Integrate the function: $\frac {x-1}{\sqrt {x^2-1}}$

Answer 1

$∫\frac {x-1}{\sqrt {x^2-1}}\ dx$ = $∫\frac {x}{\sqrt {x^2-1}}\ dx$ - $∫\frac {1}{\sqrt {x^2-1}}\ dx$ ……....(1)
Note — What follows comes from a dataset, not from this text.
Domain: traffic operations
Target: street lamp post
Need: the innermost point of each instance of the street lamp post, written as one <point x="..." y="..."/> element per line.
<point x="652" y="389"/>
$For ∫\frac {x}{\sqrt {x^2-1}} dx, \ let x^2-1 = t ⇒ 2x dx = dt$

$∴ ∫\frac {x}{\sqrt {x^2-1}} dx = \frac 12 ∫\frac {dt}{\sqrt t}$

$=\frac 12 ∫t^{-\frac 12} dt$

$=\frac 12[2t^{\frac 12}]$

$=\sqrt t$

$=\sqrt {x^2-1}$

$From\ (1), we\ obtain$

$∫\frac {x-1}{\sqrt {x^2-1}}\ dx$ = $∫\frac {x}{\sqrt {x^2-1}}\ dx$ - $∫\frac {1}{\sqrt {x^2-1}}\ dx$ $[∫\frac {1}{\sqrt {x^2-a^2}} \ dt = log\ |x+\sqrt {x^2-a^2|}]$

$= \sqrt {x^2-1}-log|x+\sqrt {x^2-1}|+C$